After the 2016 election, I was deeply shaken not just by the outcome, but by the terrifying sense that I did not understand the nation as well as I’d thought I did. To blunt the shock, I went on a bender through American history. I dove into books about the Civil War, the Progressive era and, finally, Robert Caro’s titanic biography of Lyndon B. Johnson, where I washed up on the shores of the turbulent 1960s.

I discovered something amazing: After 1960, much of history as many Americans experienced it — through popular culture on TV, on the radio and at the movies — is preserved and easily accessible online. With a few clicks around YouTube, history leaps into the present, often in ways that deepen and complicate the narrative.

For instance, Caro ably describes Johnson’s stirring first presidential address to Congress. It was five days after the assassination of John F. Kennedy, and the new president pressed lawmakers to pass civil rights legislation in Kennedy’s honor. “Everywhere you looked, people were crying,” the journalist Hugh Sidey wrote.

Watching the speech is something else. “All I have I would have given gladly not to be standing here today,” Johnson begins, and the hairs on the back of your neck tingle. You feel the weight of the hushed chamber and Johnson’s labored delivery. And then, the trauma that enveloped the audience is transformed, over the 24-minute address, into cheering determination, even hope.

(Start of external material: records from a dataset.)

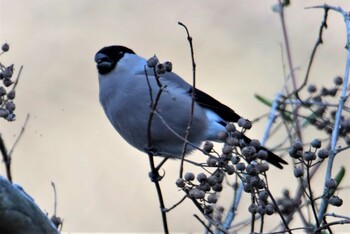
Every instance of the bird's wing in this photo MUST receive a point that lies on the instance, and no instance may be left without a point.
(203, 99)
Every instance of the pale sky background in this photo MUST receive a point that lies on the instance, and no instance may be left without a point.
(102, 182)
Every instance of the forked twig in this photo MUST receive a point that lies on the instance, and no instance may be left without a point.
(184, 149)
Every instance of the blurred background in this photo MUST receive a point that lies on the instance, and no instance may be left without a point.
(102, 182)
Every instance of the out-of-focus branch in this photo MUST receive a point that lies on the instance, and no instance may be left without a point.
(343, 98)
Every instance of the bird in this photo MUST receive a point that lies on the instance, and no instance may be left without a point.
(126, 89)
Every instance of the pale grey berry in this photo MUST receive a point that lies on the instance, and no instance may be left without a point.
(263, 195)
(331, 184)
(4, 113)
(212, 162)
(253, 208)
(11, 95)
(309, 156)
(212, 198)
(316, 143)
(153, 61)
(217, 187)
(227, 149)
(338, 80)
(240, 166)
(230, 127)
(262, 154)
(201, 177)
(189, 176)
(335, 201)
(298, 172)
(270, 209)
(323, 153)
(208, 146)
(168, 66)
(180, 183)
(2, 91)
(10, 106)
(5, 47)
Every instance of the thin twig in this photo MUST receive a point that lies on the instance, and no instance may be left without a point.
(184, 149)
(55, 198)
(6, 158)
(291, 68)
(155, 178)
(19, 136)
(202, 222)
(335, 132)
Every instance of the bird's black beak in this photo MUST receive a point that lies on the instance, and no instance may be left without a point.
(104, 63)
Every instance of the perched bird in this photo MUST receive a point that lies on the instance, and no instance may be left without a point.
(125, 95)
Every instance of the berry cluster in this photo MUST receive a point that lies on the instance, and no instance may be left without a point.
(7, 92)
(237, 157)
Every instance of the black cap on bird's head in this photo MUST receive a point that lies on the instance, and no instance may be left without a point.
(108, 57)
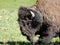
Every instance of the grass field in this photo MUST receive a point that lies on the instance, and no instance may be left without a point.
(9, 29)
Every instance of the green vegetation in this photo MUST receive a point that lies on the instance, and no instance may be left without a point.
(9, 28)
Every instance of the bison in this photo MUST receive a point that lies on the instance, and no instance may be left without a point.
(42, 18)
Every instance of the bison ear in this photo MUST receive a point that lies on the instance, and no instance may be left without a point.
(32, 13)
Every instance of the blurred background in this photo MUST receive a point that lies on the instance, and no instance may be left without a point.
(9, 29)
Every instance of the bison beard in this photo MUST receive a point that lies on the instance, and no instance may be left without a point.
(30, 22)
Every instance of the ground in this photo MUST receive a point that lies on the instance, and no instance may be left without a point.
(9, 29)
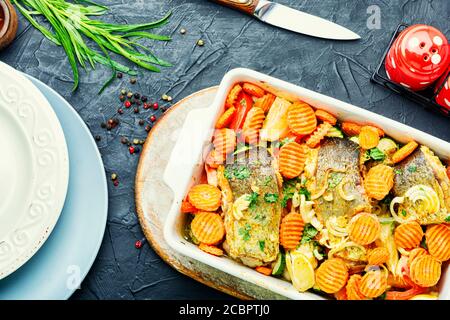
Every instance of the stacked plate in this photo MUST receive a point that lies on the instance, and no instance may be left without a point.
(52, 212)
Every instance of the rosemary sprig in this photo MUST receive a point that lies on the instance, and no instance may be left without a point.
(71, 24)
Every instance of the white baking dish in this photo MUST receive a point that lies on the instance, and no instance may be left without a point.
(186, 164)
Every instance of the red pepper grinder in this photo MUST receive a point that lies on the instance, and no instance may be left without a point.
(418, 57)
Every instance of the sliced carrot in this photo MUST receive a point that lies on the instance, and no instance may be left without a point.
(265, 102)
(225, 118)
(314, 140)
(292, 159)
(215, 251)
(326, 116)
(214, 159)
(301, 118)
(224, 141)
(291, 230)
(351, 128)
(232, 96)
(208, 227)
(187, 207)
(253, 124)
(205, 197)
(253, 90)
(368, 137)
(404, 151)
(264, 270)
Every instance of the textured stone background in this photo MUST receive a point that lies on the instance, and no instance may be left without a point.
(338, 69)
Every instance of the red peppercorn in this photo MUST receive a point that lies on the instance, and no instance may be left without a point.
(138, 244)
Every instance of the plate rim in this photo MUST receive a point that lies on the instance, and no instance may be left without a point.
(62, 177)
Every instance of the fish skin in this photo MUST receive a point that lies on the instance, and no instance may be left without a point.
(338, 153)
(427, 171)
(263, 219)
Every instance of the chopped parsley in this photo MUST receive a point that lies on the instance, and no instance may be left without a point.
(240, 173)
(245, 232)
(308, 233)
(376, 154)
(253, 199)
(335, 179)
(271, 197)
(262, 245)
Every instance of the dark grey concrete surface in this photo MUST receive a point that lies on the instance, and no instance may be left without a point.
(339, 69)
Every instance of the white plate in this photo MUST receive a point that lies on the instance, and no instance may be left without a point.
(185, 166)
(34, 170)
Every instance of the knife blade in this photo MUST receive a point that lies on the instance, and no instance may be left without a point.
(294, 20)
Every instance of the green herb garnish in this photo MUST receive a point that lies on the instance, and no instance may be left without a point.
(245, 232)
(262, 245)
(376, 154)
(71, 25)
(271, 197)
(308, 233)
(253, 199)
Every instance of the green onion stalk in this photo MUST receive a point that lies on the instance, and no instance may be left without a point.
(71, 24)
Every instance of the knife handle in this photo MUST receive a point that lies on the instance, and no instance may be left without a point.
(247, 6)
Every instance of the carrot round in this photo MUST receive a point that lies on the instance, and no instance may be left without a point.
(364, 228)
(368, 137)
(351, 128)
(208, 227)
(404, 151)
(205, 197)
(232, 96)
(332, 275)
(215, 251)
(373, 284)
(314, 139)
(379, 181)
(377, 256)
(301, 118)
(253, 90)
(408, 235)
(224, 141)
(326, 116)
(425, 271)
(265, 102)
(253, 124)
(353, 288)
(225, 118)
(291, 230)
(264, 270)
(292, 159)
(438, 241)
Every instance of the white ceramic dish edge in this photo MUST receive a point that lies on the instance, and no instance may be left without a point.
(185, 166)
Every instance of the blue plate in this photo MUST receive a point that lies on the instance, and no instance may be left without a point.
(58, 268)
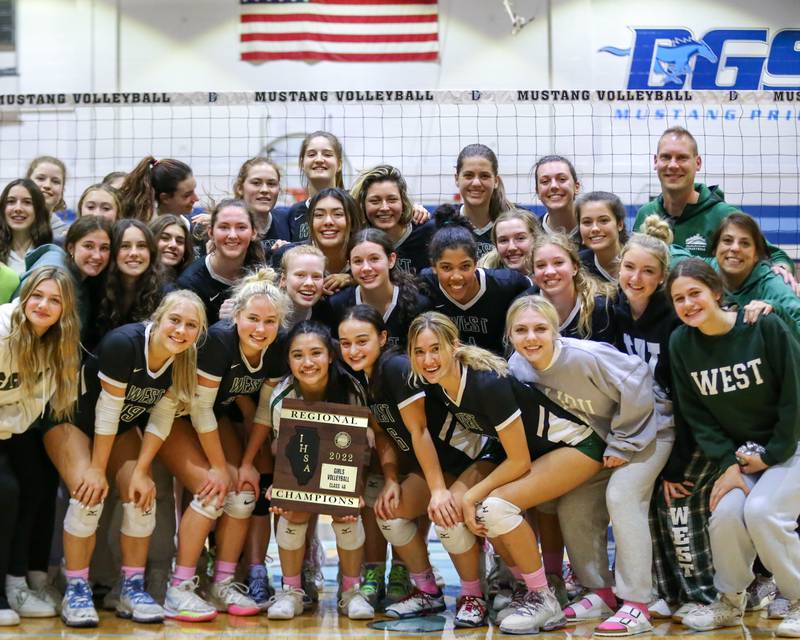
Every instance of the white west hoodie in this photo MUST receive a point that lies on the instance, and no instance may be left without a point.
(18, 411)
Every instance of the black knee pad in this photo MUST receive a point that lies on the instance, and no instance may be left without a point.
(262, 504)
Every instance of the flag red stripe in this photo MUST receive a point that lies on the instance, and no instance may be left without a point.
(369, 2)
(313, 17)
(339, 57)
(337, 37)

That was the speech that hooked me, and soon I found myself living a second life in the past. I’d spend my days as a journalist covering the raucous present; but on and off over the last few years, on nights and weekends and vacations, I’d jump into my digital DeLorean and take up residence in earlier times — making my way, slowly, through the 1960s and then the ’70s, accompanied by an unending library of historical documents and pop cultural artifacts I found online.

It is a project I commend you to try. Go live for a bit in another, far-off decade, and I promise it will give you fresh perspective on a present as nutty as ours.